Warning: book-related geekery ahead!
Today SillyBilly and I had a book-lovin’ afternoon. First we watched this video of a modern book bindery that a fellow EFA member mentioned on our group discussion board (double click to open this one):
This contrasted nicely with another video we watched a few months ago, on hot metal printing circa 1947:
We were amazed to see the differences: the technology, from stamping each letter into metal, lining them all up in order by hand, and pressing them into a copper plate, to an almost fully automated, computer-controlled assembly line. And the similarities: it’s still just paper, cardboard, and glue.
This inspired SillyBilly to continue working on his book, which received its table of contents and first page today:
The Haunted Mansion
By D. Hunt
(Table of Contents)
1) The Powerful Goo
(2-7 still untitled)
7 Chapters!
To Mama from D.
There was a dark, dark forest and there was a colony of ghosts. There was a very special rock that was powerful that the ghosts…
(I don’t know what’s coming next…. I’ll keep you all informed.)
I love that dark, dark, forest.

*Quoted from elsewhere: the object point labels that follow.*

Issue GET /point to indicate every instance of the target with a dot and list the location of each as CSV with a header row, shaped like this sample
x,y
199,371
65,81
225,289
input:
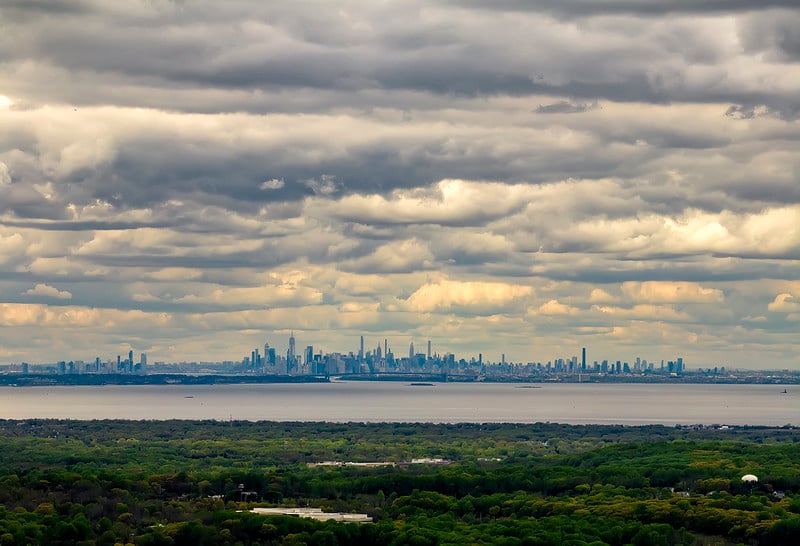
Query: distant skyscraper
x,y
309,354
292,350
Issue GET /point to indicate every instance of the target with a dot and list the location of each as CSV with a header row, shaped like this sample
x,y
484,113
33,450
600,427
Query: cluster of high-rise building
x,y
382,359
119,365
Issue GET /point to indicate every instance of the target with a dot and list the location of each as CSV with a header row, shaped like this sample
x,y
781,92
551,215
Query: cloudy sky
x,y
192,179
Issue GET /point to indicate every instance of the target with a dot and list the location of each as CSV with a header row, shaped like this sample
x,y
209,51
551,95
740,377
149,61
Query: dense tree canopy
x,y
181,482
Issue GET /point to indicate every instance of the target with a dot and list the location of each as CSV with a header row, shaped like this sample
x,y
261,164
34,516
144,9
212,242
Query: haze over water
x,y
629,404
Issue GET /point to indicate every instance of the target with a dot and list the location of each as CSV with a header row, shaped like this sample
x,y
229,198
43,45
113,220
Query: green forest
x,y
196,482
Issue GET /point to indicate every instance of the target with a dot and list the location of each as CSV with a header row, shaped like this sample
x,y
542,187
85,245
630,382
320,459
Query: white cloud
x,y
445,294
5,175
272,184
48,292
671,292
554,308
784,303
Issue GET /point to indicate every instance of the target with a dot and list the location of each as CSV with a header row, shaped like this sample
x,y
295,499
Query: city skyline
x,y
518,179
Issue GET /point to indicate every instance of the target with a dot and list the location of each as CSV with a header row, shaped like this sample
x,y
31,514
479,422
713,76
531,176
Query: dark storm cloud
x,y
564,107
582,8
26,202
193,47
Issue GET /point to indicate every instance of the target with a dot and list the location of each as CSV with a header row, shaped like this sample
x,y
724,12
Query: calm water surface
x,y
342,401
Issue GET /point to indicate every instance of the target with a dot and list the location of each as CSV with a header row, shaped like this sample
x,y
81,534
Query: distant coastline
x,y
49,380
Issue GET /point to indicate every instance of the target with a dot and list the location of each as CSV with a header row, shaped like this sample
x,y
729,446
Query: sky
x,y
192,179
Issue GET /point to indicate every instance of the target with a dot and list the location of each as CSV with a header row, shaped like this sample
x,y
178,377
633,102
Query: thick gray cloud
x,y
517,177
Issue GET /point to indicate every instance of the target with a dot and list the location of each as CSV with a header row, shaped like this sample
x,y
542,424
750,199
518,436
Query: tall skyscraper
x,y
309,354
292,349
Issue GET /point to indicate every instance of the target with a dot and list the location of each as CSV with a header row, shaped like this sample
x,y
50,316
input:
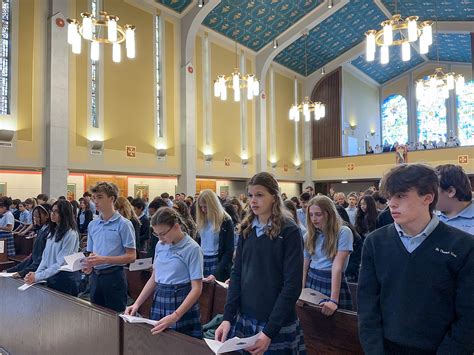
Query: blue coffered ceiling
x,y
452,48
443,10
176,5
383,73
256,23
333,36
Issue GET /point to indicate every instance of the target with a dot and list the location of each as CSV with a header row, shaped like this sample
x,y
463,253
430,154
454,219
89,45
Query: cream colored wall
x,y
156,185
284,131
28,74
360,106
21,185
128,101
375,165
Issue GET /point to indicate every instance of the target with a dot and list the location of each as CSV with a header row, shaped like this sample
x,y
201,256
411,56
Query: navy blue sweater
x,y
422,300
266,279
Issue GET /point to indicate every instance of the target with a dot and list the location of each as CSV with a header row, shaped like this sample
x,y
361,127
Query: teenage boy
x,y
455,204
111,242
352,208
416,281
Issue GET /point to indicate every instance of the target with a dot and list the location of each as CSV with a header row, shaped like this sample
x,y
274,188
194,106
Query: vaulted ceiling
x,y
256,23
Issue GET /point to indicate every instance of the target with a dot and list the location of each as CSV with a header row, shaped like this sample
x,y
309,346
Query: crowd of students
x,y
410,247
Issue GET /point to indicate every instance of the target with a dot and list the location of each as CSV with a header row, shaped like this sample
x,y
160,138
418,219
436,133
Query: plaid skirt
x,y
167,299
320,280
10,245
210,265
289,341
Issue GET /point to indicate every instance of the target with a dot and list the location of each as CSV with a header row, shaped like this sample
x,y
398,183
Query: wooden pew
x,y
337,334
23,247
136,281
137,339
353,289
43,321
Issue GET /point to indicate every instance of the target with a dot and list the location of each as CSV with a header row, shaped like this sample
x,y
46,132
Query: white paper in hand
x,y
73,262
133,319
26,286
141,264
230,345
7,274
311,296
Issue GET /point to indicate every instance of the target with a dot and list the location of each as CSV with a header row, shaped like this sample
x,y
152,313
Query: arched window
x,y
465,108
431,120
395,119
5,52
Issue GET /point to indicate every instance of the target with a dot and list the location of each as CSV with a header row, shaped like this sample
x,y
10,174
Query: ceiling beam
x,y
266,55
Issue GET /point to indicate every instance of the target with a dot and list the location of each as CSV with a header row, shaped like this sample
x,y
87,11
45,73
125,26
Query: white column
x,y
297,145
273,157
244,153
55,172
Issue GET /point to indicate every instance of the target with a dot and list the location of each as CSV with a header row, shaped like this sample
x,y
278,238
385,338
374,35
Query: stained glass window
x,y
465,108
431,120
94,78
158,112
395,119
5,52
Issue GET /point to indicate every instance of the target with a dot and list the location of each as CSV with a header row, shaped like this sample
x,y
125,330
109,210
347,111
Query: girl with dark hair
x,y
63,240
85,217
7,222
41,222
266,279
366,216
176,281
327,247
183,210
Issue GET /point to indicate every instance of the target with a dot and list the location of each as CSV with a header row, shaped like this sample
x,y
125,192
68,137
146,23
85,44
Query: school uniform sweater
x,y
421,299
266,279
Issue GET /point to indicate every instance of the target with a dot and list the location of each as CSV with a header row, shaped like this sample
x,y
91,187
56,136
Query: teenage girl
x,y
216,232
7,222
176,281
63,240
266,279
328,245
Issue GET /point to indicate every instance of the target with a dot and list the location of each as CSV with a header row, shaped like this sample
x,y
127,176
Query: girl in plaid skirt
x,y
6,224
265,282
328,245
176,281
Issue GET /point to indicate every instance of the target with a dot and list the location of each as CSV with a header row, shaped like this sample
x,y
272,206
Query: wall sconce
x,y
6,135
96,145
161,153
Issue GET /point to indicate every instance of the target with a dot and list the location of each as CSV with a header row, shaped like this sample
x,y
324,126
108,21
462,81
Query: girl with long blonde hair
x,y
266,279
216,236
328,245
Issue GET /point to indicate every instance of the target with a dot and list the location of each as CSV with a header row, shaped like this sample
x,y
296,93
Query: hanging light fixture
x,y
104,29
236,81
398,32
438,85
307,107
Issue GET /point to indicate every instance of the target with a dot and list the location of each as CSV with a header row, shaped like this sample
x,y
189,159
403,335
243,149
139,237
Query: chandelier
x,y
103,29
438,85
307,107
399,32
236,81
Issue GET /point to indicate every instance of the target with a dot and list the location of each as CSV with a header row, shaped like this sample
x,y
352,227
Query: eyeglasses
x,y
161,235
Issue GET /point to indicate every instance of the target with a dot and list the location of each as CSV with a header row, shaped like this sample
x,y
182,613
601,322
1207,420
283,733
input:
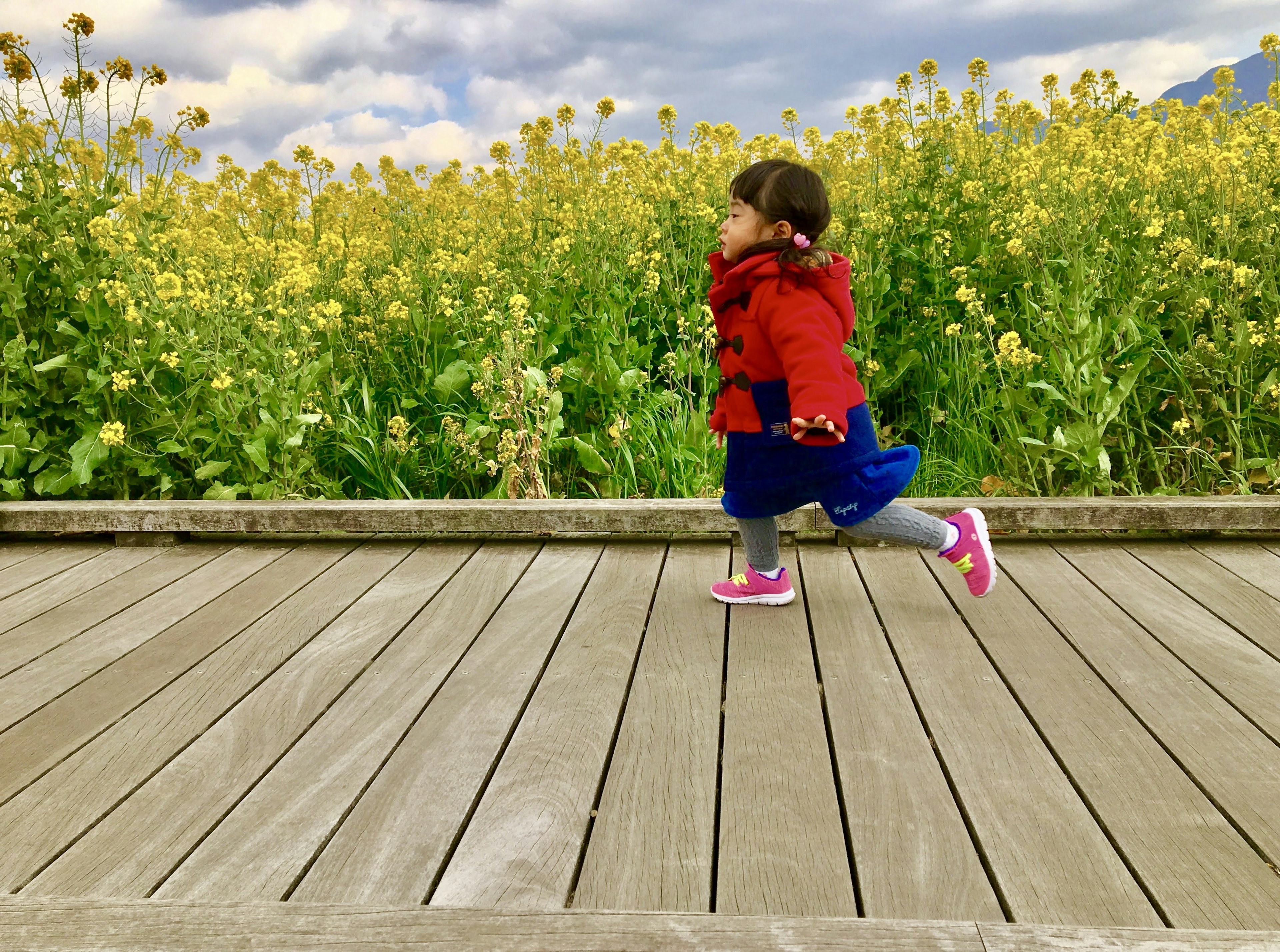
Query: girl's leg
x,y
763,581
963,539
902,524
761,540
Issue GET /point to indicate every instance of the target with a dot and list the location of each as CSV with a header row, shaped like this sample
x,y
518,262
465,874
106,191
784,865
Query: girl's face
x,y
745,227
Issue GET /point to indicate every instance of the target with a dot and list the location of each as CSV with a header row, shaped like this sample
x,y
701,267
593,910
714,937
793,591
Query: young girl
x,y
799,429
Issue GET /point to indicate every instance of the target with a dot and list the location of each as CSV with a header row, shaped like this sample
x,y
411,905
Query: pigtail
x,y
784,191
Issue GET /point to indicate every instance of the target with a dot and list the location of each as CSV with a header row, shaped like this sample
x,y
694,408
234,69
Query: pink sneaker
x,y
972,553
753,589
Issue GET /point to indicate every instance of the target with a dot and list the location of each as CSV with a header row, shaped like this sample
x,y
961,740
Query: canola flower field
x,y
1069,297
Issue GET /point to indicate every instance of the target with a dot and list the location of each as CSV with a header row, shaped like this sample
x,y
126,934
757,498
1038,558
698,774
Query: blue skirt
x,y
770,473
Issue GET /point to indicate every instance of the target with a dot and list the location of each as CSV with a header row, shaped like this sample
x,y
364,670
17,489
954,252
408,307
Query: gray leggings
x,y
895,524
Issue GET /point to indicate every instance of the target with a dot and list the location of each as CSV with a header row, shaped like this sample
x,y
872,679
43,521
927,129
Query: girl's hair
x,y
783,191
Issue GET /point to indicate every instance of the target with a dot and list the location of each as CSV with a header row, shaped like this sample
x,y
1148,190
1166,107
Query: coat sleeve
x,y
806,333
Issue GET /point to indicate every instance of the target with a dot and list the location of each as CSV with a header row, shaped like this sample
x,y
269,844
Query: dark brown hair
x,y
783,191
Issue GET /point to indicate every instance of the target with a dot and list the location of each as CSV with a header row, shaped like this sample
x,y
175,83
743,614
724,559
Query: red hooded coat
x,y
790,328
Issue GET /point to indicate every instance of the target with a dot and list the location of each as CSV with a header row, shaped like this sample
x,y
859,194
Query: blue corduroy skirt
x,y
768,473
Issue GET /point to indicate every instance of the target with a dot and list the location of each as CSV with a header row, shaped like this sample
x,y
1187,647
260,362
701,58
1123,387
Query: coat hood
x,y
831,282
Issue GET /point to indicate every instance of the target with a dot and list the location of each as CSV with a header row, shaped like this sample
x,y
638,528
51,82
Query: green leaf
x,y
1048,388
62,360
209,470
632,379
589,459
218,492
53,481
452,381
13,352
256,452
88,452
1118,395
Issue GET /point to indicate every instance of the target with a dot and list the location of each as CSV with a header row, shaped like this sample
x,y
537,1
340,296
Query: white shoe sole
x,y
985,540
785,598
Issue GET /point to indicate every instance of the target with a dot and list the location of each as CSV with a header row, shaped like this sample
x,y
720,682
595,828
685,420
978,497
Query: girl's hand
x,y
818,423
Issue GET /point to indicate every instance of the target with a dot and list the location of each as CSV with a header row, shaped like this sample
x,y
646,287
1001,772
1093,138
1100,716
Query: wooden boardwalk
x,y
576,725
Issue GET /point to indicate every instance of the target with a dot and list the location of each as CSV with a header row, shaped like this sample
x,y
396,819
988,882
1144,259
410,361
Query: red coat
x,y
793,329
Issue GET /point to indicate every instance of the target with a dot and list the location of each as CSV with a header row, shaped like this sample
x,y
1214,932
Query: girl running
x,y
797,419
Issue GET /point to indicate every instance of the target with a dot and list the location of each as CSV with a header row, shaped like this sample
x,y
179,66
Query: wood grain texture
x,y
27,641
383,516
82,657
34,745
1246,608
134,850
312,789
393,845
653,840
1236,764
1196,867
1008,937
1154,513
48,565
58,808
781,840
84,579
1255,563
523,844
1238,668
140,926
912,851
1049,856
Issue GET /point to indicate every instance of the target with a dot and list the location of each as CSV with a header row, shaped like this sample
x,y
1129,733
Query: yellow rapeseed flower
x,y
112,434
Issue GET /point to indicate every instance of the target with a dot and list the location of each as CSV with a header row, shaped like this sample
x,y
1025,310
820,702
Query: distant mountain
x,y
1252,79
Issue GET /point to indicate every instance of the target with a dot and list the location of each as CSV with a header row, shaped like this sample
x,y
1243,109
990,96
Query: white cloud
x,y
433,80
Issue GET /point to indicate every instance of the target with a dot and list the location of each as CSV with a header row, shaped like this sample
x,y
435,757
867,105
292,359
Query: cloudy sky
x,y
427,81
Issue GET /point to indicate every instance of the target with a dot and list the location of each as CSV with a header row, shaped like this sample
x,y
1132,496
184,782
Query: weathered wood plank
x,y
1048,854
396,841
781,840
313,787
47,565
524,841
1156,513
1008,937
1238,603
143,926
653,840
79,659
134,850
26,641
1197,868
1238,668
1234,763
300,594
912,851
383,516
34,745
1256,565
86,577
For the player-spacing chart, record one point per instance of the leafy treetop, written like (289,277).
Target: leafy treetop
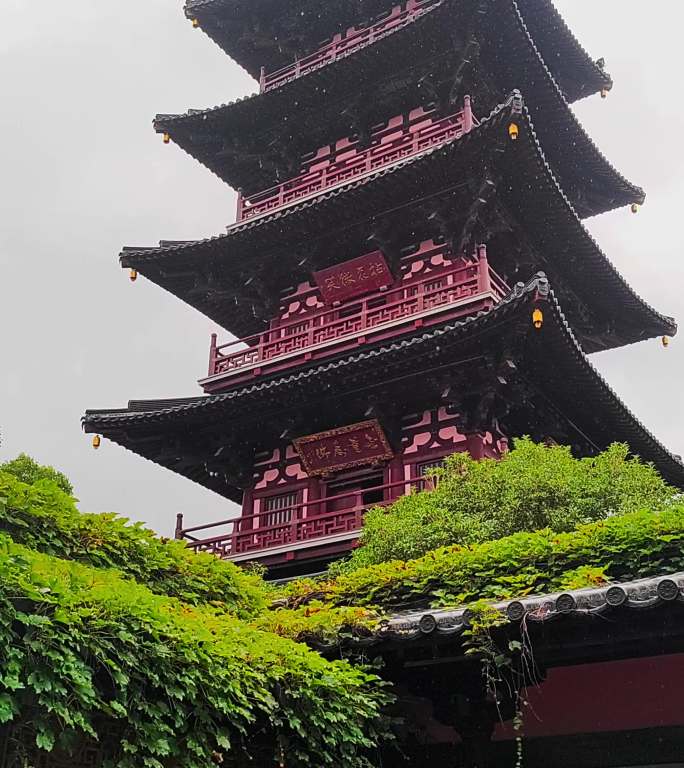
(28,470)
(531,488)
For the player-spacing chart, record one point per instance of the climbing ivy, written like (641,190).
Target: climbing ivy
(86,653)
(532,487)
(620,548)
(46,519)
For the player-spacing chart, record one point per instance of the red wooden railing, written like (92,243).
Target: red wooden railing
(433,295)
(252,534)
(347,42)
(389,144)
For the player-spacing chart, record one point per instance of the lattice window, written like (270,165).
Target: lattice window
(424,467)
(278,510)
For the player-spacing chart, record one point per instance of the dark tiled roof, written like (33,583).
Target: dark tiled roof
(554,361)
(637,595)
(311,21)
(568,252)
(251,124)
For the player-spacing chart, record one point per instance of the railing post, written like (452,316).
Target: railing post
(484,278)
(467,115)
(241,203)
(212,355)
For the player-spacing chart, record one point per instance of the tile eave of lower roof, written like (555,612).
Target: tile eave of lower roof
(588,603)
(147,411)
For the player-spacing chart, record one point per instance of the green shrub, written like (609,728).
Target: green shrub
(621,548)
(87,654)
(531,488)
(45,519)
(27,470)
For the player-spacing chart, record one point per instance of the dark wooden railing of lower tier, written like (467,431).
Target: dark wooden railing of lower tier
(326,329)
(345,43)
(299,524)
(388,146)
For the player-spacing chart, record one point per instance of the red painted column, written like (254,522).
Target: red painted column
(396,475)
(485,284)
(314,494)
(475,445)
(467,115)
(247,509)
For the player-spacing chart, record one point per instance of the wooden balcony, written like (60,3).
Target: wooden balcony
(418,303)
(334,165)
(347,42)
(334,519)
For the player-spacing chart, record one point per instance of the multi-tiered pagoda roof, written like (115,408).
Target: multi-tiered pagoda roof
(409,266)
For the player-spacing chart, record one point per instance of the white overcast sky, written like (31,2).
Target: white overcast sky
(82,173)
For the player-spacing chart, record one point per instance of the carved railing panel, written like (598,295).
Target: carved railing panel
(434,292)
(389,144)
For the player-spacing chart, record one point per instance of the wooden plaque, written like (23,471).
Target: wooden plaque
(354,278)
(354,446)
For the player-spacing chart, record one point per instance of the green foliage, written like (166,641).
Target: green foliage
(85,653)
(621,548)
(531,488)
(316,621)
(27,470)
(44,518)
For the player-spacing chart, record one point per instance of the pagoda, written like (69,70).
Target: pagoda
(408,275)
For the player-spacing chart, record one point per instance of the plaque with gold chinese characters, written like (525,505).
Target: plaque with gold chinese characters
(357,445)
(354,278)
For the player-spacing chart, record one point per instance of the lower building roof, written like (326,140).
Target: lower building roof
(212,440)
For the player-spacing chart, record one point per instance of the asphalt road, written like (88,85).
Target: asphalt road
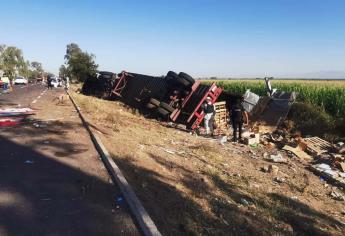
(52,181)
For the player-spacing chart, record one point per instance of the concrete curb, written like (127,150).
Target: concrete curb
(145,222)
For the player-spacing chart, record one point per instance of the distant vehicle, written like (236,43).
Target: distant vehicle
(20,80)
(56,82)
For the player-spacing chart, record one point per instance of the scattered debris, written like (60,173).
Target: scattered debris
(279,180)
(337,195)
(298,152)
(276,158)
(39,125)
(13,116)
(317,146)
(252,139)
(245,202)
(223,140)
(273,169)
(265,169)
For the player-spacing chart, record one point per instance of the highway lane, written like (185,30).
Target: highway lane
(52,181)
(22,95)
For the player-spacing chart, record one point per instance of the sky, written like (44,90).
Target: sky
(243,38)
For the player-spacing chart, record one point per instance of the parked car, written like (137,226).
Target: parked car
(56,82)
(20,80)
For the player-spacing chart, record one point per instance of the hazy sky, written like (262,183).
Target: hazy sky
(200,37)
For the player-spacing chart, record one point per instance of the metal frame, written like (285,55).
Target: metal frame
(120,83)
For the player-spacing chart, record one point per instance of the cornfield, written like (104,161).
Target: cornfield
(329,95)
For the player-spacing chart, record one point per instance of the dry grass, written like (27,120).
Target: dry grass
(195,186)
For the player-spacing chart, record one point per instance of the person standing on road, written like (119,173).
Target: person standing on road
(5,81)
(209,110)
(49,83)
(67,83)
(236,116)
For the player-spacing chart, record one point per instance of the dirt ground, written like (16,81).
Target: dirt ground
(192,185)
(52,181)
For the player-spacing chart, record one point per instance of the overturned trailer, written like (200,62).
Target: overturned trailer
(175,97)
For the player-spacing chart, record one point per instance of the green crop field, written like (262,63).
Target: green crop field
(327,94)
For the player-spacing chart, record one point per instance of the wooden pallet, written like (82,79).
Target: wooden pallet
(221,118)
(316,145)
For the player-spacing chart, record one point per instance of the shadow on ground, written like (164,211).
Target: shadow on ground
(42,196)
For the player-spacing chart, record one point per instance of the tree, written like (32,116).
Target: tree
(80,65)
(63,72)
(12,61)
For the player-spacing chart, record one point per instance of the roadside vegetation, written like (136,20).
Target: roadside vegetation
(79,65)
(12,63)
(319,109)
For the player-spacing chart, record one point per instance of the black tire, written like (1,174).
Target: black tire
(162,111)
(154,102)
(172,74)
(150,106)
(186,77)
(183,81)
(166,106)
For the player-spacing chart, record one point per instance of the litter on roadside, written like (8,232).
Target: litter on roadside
(13,116)
(278,158)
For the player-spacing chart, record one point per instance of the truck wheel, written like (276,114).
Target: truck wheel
(186,77)
(166,106)
(183,81)
(154,102)
(172,74)
(150,106)
(162,111)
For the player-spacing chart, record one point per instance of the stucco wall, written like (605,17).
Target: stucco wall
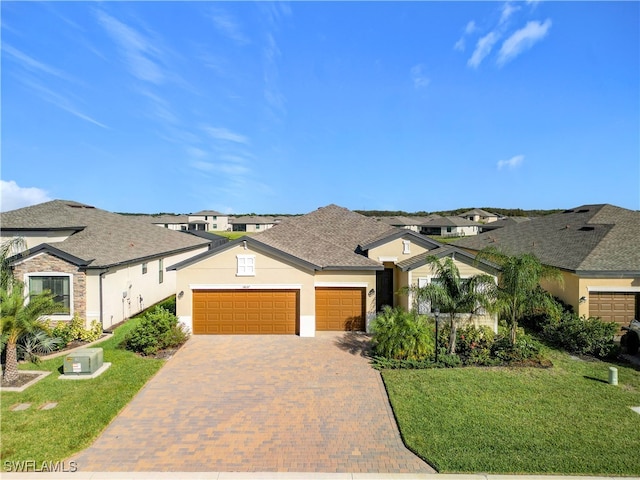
(394,249)
(426,271)
(45,263)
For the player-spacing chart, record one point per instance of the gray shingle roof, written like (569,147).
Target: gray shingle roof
(327,237)
(103,238)
(591,238)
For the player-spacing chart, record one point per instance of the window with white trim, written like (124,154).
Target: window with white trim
(246,265)
(58,285)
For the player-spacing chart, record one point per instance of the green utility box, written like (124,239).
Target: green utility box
(83,362)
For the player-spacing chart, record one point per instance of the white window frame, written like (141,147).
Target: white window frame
(27,293)
(246,265)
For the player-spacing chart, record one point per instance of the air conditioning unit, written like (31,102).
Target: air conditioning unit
(83,362)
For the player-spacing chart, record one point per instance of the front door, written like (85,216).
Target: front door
(384,288)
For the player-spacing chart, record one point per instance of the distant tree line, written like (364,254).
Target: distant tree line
(504,212)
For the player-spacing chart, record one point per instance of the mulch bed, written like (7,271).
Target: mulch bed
(23,379)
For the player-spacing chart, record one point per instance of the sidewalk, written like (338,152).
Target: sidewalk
(285,476)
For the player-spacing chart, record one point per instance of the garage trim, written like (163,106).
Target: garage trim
(241,286)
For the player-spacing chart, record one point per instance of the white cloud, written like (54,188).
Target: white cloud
(508,9)
(226,135)
(136,48)
(227,26)
(522,40)
(513,162)
(483,48)
(419,77)
(14,196)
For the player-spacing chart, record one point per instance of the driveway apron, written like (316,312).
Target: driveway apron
(270,403)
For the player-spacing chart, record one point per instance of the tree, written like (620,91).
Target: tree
(19,316)
(519,293)
(452,294)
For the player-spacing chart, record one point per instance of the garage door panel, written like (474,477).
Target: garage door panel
(245,311)
(340,309)
(615,307)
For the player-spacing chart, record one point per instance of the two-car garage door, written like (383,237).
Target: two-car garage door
(245,311)
(274,311)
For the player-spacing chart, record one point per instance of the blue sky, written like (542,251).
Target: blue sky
(286,107)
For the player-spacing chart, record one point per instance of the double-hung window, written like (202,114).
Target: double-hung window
(246,265)
(58,285)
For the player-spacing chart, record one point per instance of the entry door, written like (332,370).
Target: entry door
(384,288)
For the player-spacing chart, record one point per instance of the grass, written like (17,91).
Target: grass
(85,407)
(562,420)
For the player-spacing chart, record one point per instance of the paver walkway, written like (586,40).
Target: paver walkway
(258,404)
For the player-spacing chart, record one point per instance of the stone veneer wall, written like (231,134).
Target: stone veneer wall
(48,263)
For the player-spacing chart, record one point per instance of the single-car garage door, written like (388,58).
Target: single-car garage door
(340,309)
(245,311)
(613,306)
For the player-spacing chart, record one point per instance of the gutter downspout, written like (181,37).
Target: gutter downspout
(101,300)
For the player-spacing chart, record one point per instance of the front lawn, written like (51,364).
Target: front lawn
(561,420)
(85,407)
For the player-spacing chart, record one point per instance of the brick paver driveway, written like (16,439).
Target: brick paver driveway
(258,403)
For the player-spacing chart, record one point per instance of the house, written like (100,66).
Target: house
(172,222)
(208,220)
(597,249)
(503,222)
(99,265)
(450,227)
(410,223)
(252,223)
(331,269)
(479,215)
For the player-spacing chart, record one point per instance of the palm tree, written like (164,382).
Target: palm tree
(452,294)
(21,315)
(519,293)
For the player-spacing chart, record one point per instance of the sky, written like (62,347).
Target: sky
(243,107)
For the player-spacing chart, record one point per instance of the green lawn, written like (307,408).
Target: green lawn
(563,420)
(85,407)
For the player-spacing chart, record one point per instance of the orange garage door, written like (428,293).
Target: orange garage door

It’s hard to see, but the red thing is the eerie glow of a ghost’s eyes.
Later at dinner I was describing the modern bindery video to Anthropapa and Napoleona. Evidently it caught her imagination too, because after dinner I heard them playing with books: SillyBilly was making little machine sounds (whssshhht! ffffft!) as he slid books down the tilted footrest of our recliner, while Napoleona “inspected” the books as they came down, checking for proper pagination and end paper gluing.
Imitation at its finest! Videos might not be a strictly approved Waldorf activity, but I love what kind of art and play it inspired today.
I love the highly evocative orthography of beginning readers/writers … a “manchen” makes me think simultaneously of the medieval manchet loaf, and of some sinister Chinese overlord. Either way, I wouldn’t want to run into a haunted one.
Are ghosts really a colony?
Isn’t great when they are inspired within themselves to follow ideas and projects?
Thanks for sharing this! It’s awesome.
I love the creativity! I hope you share more of Billy’s book when it’s ready.